The other number to consider is Kovalchuk’s contract. He won’t be leaving the comforts of Russia just to take a pay cut and join a contender. He is going to want a competitive offer. As mentioned above, Shipachyov comes over as a bit more of a question mark, and still got a two-year deal at $4.5 Million per year. The better benchmark may be the “prove-it” contract that Alexander Radulov signed last summer for $5.75 Million, as that would be both situationally and monetarily an equitable situation. Many teams would also be willing to take the risk on Kovalchuk at that price, and if you get the chance, so should you.
Evgeny Dadonov (LW)
Evgeny Dadonov is the big wildcard of these three. He has only 55 career games in the NHL over three seasons, most recently being five years ago in 2012 with the Florida Panthers. Dadonov is also not a sure thing to even sign to play in the league. That being said, he is certainly worth keeping an eye on, even at this stage, as he has the potential to be another big fantasy asset coming over from Russia. Dadonov has scored 158 points in 165 games over the last three seasons in the KHL. These are slightly lower numbers than Radulov, and very similar numbers to Artemi Panarin in each of his last three seasons in the KHL. Dadonov can’t be expected to replicate those types of numbers, especially right away, but the potential is there. All we have at this point is potential.

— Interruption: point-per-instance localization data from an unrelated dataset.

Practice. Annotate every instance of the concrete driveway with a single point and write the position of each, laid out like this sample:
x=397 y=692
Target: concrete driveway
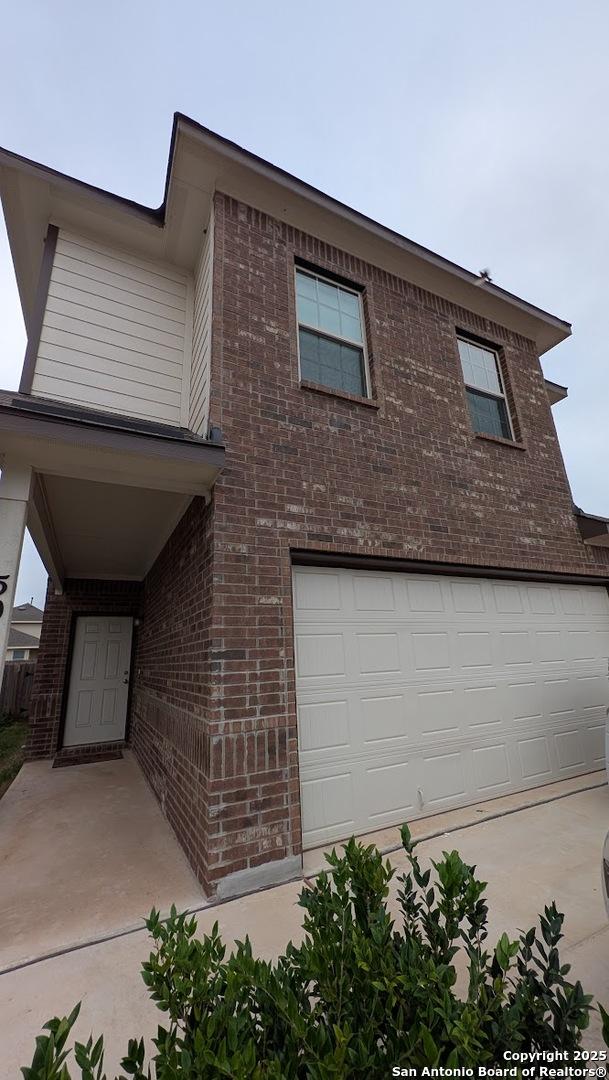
x=529 y=854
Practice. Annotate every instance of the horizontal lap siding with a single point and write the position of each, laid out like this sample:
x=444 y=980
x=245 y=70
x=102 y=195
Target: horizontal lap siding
x=202 y=338
x=113 y=332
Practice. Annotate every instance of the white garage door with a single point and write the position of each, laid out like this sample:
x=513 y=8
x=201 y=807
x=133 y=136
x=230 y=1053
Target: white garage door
x=417 y=693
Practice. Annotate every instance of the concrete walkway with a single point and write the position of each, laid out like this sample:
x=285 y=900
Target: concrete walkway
x=529 y=856
x=84 y=852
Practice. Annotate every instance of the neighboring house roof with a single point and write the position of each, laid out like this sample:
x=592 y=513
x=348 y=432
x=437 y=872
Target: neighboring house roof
x=26 y=612
x=19 y=640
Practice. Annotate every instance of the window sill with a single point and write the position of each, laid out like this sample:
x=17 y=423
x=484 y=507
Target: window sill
x=500 y=442
x=343 y=394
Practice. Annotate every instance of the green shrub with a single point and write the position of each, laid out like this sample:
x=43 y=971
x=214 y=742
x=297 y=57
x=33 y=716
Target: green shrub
x=362 y=994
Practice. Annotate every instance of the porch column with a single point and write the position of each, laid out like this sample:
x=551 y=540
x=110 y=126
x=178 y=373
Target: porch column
x=15 y=487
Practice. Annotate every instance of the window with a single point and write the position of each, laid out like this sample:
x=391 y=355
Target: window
x=486 y=393
x=330 y=334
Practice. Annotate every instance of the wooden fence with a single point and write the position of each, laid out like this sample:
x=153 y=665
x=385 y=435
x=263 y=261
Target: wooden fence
x=16 y=687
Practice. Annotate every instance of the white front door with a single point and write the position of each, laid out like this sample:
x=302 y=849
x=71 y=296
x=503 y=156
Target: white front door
x=418 y=692
x=98 y=687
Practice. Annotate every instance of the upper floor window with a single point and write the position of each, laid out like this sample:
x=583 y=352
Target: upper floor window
x=485 y=390
x=330 y=334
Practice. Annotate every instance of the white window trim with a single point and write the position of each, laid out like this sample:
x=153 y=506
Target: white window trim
x=489 y=393
x=334 y=337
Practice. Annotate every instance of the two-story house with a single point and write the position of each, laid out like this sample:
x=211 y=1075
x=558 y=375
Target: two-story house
x=311 y=545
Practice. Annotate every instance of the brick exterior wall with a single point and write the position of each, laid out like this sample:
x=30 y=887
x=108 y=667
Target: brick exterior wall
x=173 y=689
x=402 y=476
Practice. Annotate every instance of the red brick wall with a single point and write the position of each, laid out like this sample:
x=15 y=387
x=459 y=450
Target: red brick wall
x=306 y=469
x=104 y=597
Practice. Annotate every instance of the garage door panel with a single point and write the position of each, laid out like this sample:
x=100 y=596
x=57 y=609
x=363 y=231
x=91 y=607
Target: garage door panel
x=474 y=649
x=374 y=592
x=437 y=712
x=390 y=792
x=524 y=700
x=378 y=652
x=324 y=726
x=443 y=779
x=491 y=769
x=541 y=599
x=383 y=717
x=326 y=804
x=535 y=758
x=482 y=709
x=467 y=597
x=595 y=745
x=419 y=693
x=320 y=656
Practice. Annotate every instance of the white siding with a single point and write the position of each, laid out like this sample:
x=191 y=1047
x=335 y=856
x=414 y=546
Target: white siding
x=202 y=337
x=114 y=332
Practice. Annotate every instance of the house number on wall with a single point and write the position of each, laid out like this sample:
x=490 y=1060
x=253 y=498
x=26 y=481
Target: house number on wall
x=3 y=588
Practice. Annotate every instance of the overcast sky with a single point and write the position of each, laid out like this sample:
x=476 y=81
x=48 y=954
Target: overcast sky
x=476 y=129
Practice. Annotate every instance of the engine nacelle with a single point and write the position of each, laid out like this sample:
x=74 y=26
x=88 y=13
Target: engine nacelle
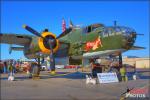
x=44 y=43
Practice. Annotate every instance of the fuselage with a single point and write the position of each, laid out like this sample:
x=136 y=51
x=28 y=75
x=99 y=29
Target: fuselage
x=93 y=38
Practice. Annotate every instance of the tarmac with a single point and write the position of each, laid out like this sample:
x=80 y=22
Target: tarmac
x=68 y=84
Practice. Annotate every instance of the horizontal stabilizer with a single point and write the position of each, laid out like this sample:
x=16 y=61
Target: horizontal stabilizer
x=137 y=48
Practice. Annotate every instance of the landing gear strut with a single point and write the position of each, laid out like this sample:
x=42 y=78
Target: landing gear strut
x=36 y=69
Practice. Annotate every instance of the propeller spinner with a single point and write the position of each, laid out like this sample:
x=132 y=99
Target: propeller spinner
x=50 y=44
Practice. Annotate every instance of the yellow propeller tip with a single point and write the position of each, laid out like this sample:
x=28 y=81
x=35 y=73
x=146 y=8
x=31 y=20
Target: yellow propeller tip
x=53 y=72
x=24 y=26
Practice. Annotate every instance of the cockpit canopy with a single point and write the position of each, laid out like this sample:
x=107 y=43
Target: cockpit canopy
x=117 y=30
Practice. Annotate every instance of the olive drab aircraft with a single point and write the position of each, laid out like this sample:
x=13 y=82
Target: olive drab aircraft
x=75 y=42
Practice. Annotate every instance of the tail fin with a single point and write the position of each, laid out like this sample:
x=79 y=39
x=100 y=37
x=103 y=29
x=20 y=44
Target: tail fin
x=63 y=25
x=71 y=24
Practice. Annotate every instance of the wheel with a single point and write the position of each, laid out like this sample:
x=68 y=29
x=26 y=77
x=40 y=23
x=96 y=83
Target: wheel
x=113 y=69
x=96 y=70
x=35 y=70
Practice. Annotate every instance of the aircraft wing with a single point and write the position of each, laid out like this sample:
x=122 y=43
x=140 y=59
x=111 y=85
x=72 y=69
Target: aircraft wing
x=102 y=53
x=17 y=39
x=137 y=48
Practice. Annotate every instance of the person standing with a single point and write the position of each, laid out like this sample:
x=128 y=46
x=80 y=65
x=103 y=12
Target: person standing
x=123 y=73
x=5 y=67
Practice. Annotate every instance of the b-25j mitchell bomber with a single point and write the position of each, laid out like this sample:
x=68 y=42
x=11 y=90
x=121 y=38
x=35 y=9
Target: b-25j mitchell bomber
x=92 y=41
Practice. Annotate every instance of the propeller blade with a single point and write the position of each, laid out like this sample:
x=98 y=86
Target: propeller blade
x=32 y=31
x=52 y=59
x=139 y=34
x=10 y=50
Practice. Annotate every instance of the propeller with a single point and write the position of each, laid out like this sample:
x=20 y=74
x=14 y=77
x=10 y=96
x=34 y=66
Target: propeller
x=51 y=43
x=10 y=49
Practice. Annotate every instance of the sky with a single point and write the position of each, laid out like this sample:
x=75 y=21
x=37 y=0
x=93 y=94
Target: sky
x=44 y=14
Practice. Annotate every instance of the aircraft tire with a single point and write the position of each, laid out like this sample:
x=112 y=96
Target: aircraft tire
x=113 y=69
x=35 y=70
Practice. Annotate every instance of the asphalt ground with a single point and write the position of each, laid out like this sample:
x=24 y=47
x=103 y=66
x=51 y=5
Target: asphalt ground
x=67 y=84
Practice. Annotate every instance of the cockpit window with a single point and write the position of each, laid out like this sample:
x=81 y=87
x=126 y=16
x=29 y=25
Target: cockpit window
x=93 y=27
x=117 y=30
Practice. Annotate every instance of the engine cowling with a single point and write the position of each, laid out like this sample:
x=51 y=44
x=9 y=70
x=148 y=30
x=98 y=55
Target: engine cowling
x=44 y=43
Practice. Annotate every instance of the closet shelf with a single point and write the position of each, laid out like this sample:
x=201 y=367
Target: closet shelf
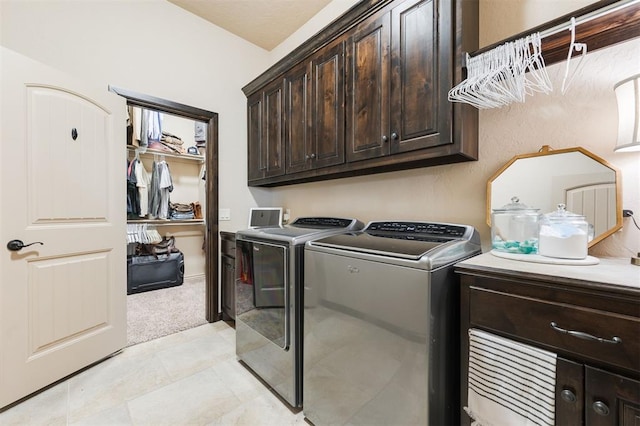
x=148 y=152
x=167 y=222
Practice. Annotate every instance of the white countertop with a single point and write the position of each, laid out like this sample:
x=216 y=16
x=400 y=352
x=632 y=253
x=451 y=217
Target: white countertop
x=618 y=271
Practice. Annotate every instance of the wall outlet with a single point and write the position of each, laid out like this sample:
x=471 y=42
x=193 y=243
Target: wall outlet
x=224 y=214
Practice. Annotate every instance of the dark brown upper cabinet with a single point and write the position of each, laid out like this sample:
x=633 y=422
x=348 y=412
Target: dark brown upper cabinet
x=314 y=111
x=396 y=84
x=368 y=94
x=265 y=132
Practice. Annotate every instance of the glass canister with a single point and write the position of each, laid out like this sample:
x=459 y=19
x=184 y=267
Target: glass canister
x=564 y=235
x=514 y=228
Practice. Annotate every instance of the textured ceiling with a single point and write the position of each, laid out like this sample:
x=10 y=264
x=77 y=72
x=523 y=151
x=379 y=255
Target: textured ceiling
x=265 y=23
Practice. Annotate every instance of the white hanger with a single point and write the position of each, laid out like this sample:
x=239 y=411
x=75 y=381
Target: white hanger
x=579 y=47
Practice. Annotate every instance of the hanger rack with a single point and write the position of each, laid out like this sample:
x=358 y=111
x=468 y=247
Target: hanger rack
x=598 y=25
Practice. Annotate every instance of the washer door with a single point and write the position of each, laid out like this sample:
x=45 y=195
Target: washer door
x=262 y=291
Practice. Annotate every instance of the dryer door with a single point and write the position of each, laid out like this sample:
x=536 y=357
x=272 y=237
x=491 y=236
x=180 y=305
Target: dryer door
x=262 y=291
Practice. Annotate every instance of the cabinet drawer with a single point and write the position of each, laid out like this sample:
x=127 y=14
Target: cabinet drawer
x=531 y=319
x=228 y=248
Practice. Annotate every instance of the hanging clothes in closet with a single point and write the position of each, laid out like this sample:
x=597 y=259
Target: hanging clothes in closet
x=150 y=127
x=133 y=200
x=143 y=180
x=161 y=187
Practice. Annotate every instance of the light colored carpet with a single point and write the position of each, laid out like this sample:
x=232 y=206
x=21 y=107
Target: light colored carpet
x=158 y=313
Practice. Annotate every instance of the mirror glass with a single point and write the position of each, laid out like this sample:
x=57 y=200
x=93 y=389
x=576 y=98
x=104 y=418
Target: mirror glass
x=584 y=182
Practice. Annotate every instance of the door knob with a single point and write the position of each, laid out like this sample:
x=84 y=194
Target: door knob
x=17 y=245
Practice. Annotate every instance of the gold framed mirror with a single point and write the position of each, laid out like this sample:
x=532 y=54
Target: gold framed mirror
x=584 y=182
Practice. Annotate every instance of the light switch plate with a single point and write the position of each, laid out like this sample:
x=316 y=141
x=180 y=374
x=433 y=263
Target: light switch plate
x=224 y=214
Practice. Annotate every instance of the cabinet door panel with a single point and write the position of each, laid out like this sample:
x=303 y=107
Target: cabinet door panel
x=417 y=101
x=569 y=392
x=273 y=143
x=328 y=106
x=610 y=399
x=256 y=167
x=531 y=319
x=368 y=89
x=228 y=287
x=297 y=121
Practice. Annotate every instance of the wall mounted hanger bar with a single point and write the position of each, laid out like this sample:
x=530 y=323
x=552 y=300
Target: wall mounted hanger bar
x=599 y=25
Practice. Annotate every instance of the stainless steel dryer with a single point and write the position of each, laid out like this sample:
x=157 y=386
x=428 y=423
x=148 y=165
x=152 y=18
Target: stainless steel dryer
x=381 y=327
x=268 y=290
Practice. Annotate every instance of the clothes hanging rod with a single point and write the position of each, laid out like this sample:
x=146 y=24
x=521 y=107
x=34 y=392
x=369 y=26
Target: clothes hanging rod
x=613 y=7
x=600 y=24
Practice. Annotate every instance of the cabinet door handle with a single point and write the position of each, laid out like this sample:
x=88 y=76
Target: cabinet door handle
x=568 y=396
x=585 y=336
x=600 y=408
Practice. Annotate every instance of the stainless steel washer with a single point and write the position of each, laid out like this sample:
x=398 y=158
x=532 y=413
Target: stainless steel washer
x=268 y=290
x=381 y=327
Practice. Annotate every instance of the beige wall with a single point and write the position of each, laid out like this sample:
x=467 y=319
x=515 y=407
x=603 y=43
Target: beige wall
x=151 y=47
x=154 y=47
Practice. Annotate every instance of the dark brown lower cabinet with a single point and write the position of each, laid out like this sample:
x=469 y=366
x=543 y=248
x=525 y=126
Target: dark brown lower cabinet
x=611 y=399
x=592 y=326
x=227 y=275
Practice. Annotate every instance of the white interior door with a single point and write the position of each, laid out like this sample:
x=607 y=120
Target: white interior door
x=62 y=159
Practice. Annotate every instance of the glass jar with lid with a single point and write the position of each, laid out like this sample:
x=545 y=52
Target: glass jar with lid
x=514 y=228
x=564 y=234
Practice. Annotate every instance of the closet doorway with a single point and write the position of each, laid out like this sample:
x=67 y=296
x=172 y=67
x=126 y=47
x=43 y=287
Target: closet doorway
x=210 y=210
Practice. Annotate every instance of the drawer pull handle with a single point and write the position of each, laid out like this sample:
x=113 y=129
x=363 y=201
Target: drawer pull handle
x=585 y=336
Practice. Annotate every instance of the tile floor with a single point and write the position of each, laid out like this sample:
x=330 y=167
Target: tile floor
x=187 y=378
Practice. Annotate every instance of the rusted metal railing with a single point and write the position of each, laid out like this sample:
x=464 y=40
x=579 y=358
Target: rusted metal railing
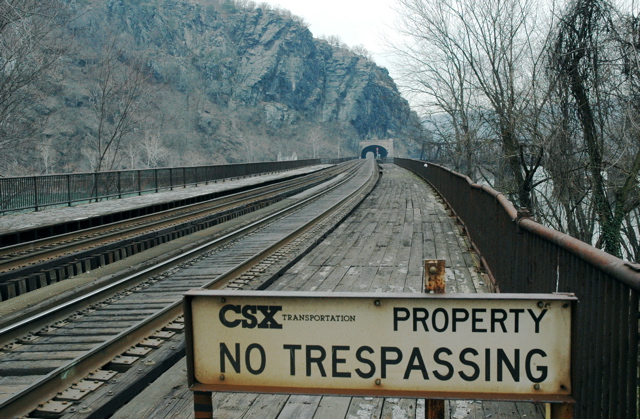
x=38 y=192
x=523 y=256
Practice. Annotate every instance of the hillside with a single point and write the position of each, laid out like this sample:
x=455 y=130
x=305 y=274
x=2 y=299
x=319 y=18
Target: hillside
x=179 y=82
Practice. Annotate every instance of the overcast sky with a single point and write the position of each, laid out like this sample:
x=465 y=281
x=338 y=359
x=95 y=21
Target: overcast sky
x=356 y=22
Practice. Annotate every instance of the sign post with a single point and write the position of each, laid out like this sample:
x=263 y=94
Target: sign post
x=434 y=282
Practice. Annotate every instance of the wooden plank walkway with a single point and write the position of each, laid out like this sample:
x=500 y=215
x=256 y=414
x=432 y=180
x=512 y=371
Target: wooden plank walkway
x=380 y=247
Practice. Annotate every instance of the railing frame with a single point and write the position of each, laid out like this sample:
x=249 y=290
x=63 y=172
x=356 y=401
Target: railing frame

Projecting his potential is an educated guess for now, but a point every two games is a safe enough assumption. In Dadonov’s 55 career NHL games (where he averaged only 13 minutes of ice time per game) he amassed 61 hits. Additionally, Dadonov jumped to 39 penalty minutes in 53 games last season in the KHL, and was plus-33. That would be a nice bonus for the multi-category salary cap leagues. On the flip side, Dadonov’s shooting totals have been slightly lower than ideal, yet he still manages to score at impressive rates. Going into next season, the lower shot totals are a red flag with better goalies and tighter defence against Dadonov, bringing his shooting percentage down.
At this point the risk likely outweighs the reward, however there comes a point late in a draft or in an offseason when the cost is too cheap to pass up. If the cost in your case is low enough, then there is no harm in trying. At that point, you then have to hope Dadonov signs, and that he ends up somewhere that puts him in a good situation. His contract then becomes the most crucial factor, with under $4-million per season being the line that I draw for relevance (below which I like his value).
In the meantime, two of these Russians are playing in the World Hockey Championship. Dadonov is currently fifth on Russia in scoring, with seven points in seven games, while Shipachyov is tied for second on the team (and tied at second in the tournament for that matter) with 12 points in his team’s seven games. While this is a showcase that has Shipachyov playing with some very skilled wingers, it is a bit of a litmus test as to how they can stack up offensively against NHL level players. For comparison’s sake, Nathan MacKinnon leads Canada with 12 points in seven games, while Travis Konecny and Tyson Barrie each have seven points for Canada (Konecny in seven games, Barrie in three).